II. LA REFONTE DU SYSTEME MONETAIRE INTERNATIONAL
Le Système Monétaire International (SMI) actuel
se caractérise par des déséquilibres, et présente
une forte hétérogénéité des positions des
différents Etats et des différentes monnaies. Les grandes
institutions internationales comme le FMI ont en partie failli a leur objectif
de résorption des déséquilibres macroéconomiques.
Et l'échec du compromis de Bretton-Woods, officiellement en 1976 avec
les accords de la Jamaïque, a instauré un SMI avec des changes
flottants ; une des implications de cela est une distorsion entre les variables
macroéconomiques (balance des paiements) et les variables
monétaires. Or la crise a rappelé le besoin pressant d'avoir un
SMI stable, condition nécessaire à une réforme du
Système Financier International. En effet, les
déséquilibres financiers qui ont conduit à la
dernière crise ne sont bien souvent que le reflet de
déséquilibres macroéconomiques et monétaires. Afin
de saisir les contours du SMI et ses problèmes, il convient de faire un
bref rappel.
Qu'est-ce que le SMI ?
Le SMI est l'organisation, diffuse ou
institutionnalisée, des flux monétaires et des taux de change,
permettant l'échange de biens et de services entre des pays à
devises différentes. Il a évolué au fil du temps,
changeant de méthode de compensation : étalon-or,
étalon-dollar-or, changes flottants... Ainsi, le SMI permet le
financement des échanges internationaux mais également
l'ajustement des balances des paiements nationales. Sans revenir sur l'histoire
du SMI, les principales périodes à connaitre sont :
Le Système de Bretton-Woods (1944-1976), durant
lequel les changes sont fixes, chaque monnaie étant convertible en
dollar à un certain taux fixe mais ajustable, le dollar étant
luimême convertible en or (une once d'or = 35 dollars). Bien qu'ayant
garanti une relative stabilité monétaire internationale, la
confiance dans le dollar est capitale or celle-ci fait défaut à
partir des années 1960 lorsque la balance commerciale américaine
devient déficitaire et que le monde est « inondé » de
dollars.
Le Système actuel ou Nouveau Bretton-Woods
(1976-...), qui peut être qualifié de «semiétalon
dollar» (Aglietta, 2010, p. 6) est en fait un non-système, car il
n'est pas
institutionnalisé en tant que tel : « quelques
monnaies, appartenant aux grand pays développés, sont libres de
fluctuer vis-à-vis du dollar. Toutefois, beaucoup plus de monnaies,
appartenant à des pays émergents, sont liées à la
devise américaine par des régimes de change administré qui
vont des changes fixes au flottement géré ». La
convertibilité n'est pas assuré pour toutes les monnaies.

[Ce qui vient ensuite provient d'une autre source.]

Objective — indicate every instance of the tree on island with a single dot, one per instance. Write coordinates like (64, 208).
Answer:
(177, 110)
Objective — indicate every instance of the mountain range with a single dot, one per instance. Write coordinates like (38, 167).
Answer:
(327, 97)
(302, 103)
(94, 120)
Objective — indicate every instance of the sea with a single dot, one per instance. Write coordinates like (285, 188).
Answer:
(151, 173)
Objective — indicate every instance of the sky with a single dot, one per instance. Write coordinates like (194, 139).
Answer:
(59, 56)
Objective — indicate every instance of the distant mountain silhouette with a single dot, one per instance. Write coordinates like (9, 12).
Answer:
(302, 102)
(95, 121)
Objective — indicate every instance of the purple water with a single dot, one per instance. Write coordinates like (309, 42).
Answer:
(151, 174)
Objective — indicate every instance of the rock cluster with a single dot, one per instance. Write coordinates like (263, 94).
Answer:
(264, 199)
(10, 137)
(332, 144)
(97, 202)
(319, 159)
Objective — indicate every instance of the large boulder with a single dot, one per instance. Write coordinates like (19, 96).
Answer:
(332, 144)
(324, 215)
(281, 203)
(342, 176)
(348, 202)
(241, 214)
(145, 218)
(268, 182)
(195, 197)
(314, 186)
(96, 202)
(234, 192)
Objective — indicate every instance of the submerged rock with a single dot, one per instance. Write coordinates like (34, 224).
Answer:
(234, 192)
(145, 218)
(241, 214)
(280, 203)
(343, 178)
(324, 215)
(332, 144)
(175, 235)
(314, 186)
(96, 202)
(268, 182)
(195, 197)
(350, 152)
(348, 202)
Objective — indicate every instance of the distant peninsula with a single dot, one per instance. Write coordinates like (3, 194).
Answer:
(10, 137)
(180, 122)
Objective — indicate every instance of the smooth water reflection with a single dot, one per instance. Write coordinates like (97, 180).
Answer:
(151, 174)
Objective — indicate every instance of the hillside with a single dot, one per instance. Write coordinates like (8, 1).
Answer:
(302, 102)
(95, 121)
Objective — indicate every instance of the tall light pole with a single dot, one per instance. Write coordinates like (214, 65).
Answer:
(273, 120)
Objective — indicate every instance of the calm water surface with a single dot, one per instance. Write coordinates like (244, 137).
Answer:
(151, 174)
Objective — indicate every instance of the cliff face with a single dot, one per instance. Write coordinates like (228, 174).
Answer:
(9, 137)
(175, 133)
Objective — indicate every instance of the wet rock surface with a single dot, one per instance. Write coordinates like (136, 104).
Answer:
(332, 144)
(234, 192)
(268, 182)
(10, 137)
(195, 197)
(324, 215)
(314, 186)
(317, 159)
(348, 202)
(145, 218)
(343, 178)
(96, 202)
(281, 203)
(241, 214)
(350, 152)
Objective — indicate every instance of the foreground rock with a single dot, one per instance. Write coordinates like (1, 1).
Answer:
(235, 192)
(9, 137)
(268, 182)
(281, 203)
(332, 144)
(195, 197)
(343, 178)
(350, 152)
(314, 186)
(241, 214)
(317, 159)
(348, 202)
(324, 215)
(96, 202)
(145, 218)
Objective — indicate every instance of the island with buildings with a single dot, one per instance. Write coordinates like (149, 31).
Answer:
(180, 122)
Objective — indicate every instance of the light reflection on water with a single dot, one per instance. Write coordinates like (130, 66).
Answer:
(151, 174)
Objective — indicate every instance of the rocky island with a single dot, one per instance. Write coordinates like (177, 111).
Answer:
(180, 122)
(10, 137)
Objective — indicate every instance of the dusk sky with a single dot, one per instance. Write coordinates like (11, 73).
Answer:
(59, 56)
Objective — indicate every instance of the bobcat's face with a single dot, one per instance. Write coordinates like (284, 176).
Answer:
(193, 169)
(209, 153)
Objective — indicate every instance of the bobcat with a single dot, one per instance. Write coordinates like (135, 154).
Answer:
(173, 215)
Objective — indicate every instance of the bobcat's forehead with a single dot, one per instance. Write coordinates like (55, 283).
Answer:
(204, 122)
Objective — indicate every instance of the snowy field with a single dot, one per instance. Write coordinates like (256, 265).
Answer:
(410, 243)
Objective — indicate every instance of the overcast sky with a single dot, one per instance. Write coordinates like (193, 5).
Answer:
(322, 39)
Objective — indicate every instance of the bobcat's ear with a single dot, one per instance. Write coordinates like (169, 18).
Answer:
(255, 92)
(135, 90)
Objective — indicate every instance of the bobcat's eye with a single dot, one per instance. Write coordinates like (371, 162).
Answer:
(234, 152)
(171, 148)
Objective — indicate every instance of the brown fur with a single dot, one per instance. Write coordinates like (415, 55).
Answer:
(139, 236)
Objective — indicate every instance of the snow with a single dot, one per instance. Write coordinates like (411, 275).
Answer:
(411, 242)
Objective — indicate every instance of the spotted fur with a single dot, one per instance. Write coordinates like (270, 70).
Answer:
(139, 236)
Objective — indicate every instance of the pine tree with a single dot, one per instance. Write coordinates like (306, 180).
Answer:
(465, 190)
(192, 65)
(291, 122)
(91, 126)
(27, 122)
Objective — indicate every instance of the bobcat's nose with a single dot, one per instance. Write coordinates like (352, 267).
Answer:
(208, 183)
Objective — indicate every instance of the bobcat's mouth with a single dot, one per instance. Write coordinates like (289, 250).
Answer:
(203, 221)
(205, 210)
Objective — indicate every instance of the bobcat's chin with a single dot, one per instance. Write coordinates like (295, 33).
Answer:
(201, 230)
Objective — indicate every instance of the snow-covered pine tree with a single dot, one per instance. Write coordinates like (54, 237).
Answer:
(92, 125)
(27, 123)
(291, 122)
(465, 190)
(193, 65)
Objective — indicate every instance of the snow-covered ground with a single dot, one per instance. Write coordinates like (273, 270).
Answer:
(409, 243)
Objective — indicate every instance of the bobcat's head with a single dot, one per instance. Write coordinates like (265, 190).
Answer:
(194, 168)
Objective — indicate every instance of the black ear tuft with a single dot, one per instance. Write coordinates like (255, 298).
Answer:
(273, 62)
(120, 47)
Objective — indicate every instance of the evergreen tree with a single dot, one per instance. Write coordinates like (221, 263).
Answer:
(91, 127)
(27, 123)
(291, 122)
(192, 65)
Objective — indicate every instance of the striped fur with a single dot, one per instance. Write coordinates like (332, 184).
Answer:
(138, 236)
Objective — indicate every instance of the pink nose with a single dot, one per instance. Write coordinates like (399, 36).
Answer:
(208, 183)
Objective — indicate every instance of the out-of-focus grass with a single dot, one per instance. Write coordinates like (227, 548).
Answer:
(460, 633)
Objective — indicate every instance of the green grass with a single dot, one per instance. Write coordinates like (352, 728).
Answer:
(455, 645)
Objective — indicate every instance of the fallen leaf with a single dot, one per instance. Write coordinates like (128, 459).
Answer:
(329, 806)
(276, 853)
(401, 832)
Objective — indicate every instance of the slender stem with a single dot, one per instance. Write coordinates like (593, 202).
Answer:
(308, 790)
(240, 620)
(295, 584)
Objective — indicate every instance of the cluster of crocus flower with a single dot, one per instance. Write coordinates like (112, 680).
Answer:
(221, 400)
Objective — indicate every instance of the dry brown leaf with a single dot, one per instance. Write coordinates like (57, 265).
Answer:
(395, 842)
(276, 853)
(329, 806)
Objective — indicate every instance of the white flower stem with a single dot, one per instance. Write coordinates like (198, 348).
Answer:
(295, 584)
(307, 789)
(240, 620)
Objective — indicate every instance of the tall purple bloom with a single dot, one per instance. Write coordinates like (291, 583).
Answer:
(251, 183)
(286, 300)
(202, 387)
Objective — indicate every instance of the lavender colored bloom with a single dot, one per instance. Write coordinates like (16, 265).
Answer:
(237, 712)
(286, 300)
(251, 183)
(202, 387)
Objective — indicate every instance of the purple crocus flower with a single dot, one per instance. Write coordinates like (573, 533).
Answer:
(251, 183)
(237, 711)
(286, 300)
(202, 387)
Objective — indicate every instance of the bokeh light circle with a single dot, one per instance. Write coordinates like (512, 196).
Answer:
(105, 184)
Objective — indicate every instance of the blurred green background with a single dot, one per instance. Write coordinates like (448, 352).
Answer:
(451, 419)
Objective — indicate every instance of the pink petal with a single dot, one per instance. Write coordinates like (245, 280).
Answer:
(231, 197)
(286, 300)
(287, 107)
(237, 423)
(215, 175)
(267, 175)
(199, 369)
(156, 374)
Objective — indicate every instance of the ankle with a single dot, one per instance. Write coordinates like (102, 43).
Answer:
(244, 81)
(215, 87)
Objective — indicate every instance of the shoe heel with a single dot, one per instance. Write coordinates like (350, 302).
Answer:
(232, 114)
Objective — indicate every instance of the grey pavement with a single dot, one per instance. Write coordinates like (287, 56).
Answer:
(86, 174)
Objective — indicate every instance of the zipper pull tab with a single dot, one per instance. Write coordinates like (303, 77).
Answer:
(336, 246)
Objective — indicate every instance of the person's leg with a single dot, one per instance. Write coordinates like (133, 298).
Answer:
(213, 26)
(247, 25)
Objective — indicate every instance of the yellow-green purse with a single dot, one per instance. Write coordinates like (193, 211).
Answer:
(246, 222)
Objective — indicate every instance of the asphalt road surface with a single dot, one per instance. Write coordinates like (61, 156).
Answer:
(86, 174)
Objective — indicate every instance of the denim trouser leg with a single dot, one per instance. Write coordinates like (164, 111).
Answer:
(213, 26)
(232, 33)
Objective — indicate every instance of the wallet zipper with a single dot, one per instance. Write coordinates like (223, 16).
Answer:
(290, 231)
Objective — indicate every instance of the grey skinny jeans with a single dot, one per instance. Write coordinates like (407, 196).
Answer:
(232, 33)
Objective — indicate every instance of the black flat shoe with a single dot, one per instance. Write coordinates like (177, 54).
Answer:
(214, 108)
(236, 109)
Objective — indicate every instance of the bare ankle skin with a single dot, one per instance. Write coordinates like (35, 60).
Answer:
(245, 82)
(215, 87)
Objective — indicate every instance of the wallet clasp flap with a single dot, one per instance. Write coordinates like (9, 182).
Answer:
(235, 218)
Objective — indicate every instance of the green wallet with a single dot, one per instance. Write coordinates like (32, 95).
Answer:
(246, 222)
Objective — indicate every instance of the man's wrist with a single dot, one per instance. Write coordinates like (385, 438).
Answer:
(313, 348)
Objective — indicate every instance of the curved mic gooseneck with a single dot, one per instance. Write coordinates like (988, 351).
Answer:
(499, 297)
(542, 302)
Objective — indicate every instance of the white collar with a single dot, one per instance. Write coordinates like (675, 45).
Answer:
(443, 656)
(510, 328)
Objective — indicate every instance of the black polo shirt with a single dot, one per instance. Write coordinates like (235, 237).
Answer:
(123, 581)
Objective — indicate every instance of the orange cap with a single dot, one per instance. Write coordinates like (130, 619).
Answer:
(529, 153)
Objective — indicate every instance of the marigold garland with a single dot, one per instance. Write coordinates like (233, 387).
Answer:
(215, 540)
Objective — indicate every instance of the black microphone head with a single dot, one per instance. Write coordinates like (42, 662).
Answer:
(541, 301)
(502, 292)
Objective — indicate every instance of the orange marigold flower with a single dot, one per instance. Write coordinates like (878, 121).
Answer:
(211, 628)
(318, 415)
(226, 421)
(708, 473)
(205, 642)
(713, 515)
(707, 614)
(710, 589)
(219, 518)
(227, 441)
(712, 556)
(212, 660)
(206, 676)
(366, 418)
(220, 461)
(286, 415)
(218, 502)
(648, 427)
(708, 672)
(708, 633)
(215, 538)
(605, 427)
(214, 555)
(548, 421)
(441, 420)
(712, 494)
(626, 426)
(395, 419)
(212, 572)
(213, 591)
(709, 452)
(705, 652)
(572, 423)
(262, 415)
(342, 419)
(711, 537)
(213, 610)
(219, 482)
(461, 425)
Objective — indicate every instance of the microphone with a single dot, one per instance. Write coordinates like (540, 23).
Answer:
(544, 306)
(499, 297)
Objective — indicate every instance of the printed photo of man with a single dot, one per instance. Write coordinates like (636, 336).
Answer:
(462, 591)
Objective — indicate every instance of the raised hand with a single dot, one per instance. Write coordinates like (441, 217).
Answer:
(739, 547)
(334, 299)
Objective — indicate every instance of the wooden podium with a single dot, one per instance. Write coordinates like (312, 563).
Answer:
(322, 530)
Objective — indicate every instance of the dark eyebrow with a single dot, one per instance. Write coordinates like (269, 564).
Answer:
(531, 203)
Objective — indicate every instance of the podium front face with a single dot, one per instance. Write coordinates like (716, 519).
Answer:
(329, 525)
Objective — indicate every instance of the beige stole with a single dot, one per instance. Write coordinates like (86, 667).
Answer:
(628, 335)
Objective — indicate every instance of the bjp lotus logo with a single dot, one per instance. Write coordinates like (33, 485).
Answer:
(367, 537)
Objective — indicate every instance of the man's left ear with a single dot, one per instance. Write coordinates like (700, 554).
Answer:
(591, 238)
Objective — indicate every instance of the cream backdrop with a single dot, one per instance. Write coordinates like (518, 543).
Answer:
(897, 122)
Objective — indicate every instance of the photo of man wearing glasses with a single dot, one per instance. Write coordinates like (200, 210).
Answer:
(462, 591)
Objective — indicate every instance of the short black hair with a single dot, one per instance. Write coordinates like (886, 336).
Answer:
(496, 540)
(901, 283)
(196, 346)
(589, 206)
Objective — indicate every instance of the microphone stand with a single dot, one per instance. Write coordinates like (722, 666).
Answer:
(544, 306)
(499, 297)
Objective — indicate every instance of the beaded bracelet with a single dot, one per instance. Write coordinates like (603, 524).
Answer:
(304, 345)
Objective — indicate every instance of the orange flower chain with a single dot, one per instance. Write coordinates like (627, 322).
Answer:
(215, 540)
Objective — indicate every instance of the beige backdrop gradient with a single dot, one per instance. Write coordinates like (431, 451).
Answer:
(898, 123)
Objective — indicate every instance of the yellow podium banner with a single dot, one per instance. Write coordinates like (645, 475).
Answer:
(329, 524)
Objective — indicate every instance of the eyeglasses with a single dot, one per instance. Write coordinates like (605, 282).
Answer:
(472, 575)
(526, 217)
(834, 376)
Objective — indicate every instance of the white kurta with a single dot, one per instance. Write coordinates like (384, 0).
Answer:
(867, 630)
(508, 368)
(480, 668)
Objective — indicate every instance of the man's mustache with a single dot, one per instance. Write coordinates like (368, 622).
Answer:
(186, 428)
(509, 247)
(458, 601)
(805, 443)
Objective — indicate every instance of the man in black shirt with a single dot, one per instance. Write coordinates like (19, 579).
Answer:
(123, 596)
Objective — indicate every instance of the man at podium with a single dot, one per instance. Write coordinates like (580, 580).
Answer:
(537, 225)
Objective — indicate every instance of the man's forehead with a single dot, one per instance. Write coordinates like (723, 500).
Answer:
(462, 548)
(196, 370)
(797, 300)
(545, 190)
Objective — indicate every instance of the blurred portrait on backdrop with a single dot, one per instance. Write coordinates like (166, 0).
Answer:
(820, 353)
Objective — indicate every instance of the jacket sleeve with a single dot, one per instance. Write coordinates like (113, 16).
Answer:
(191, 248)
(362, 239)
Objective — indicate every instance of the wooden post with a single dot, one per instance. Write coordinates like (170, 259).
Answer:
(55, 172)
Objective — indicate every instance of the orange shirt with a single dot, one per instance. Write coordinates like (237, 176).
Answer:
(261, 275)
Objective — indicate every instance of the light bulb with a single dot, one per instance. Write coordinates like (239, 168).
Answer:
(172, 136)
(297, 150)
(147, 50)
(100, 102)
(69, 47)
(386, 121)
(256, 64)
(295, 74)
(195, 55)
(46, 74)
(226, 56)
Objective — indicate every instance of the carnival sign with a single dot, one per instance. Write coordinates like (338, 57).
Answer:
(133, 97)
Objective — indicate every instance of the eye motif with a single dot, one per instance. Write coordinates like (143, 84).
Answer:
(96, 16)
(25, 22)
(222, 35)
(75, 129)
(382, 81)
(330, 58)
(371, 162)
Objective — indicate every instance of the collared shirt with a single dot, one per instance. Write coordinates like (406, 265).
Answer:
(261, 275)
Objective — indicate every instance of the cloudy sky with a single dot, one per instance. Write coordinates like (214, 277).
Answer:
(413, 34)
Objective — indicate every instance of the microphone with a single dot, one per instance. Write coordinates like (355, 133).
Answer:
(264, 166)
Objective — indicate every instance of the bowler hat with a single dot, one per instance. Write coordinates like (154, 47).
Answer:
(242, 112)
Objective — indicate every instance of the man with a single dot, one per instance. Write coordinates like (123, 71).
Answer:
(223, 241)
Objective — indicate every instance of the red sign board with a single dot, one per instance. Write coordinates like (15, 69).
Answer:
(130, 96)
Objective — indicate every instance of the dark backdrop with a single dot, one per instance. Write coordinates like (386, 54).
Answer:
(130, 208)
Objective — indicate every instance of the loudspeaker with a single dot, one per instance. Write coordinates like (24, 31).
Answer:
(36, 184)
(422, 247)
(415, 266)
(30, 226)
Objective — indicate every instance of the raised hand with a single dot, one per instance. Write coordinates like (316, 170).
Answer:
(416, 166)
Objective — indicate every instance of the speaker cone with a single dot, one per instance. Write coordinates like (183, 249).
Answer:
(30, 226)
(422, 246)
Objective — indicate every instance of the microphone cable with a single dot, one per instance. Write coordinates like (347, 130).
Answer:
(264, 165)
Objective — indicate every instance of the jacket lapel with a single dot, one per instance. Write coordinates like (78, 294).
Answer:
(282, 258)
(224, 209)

Quels sont les problèmes du SMI actuel ?
Le SMI est caractérisé par des
déséquilibres macroéconomiques, et est parfois
considéré comme un «Bretton-Woods II» (Dooley,
Folkerts-Landau & Garber, 2003) . Il désigne la façon dont
s'articulent les échanges économiques et la monnaie dans un
contexte de globalisation, y compris financière. Les Etats-Unis et le
dollar sont au coeur de ce système. Il y a des
déséquilibres dans l'allocation des capitaux, et les transferts
d'épargne ne suivent pas forcément une logique économique.
Ainsi le dollar est la principale monnaie internationale. Et cette
faculté permet aux Etats-Unis de financer un fort endettement, notamment
en émettant des dollars sans limite (ils financent ainsi de la dette par
de la dette). Par ailleurs les Etat-Unis entretiennent une relation
d'interdépendance forte avec la Chine, puisque celle-ci, par
l'accumulation de réserves en dollar, finance le déficit
extérieur américain. Par ailleurs, la périphérie
des Etats-Unis (l'Europe et le Japon auparavant, les pays asiatiques
aujourd'hui) maintient des taux de change sous-évalués, ce qui
favorise les exportations au détriment de la demande domestique.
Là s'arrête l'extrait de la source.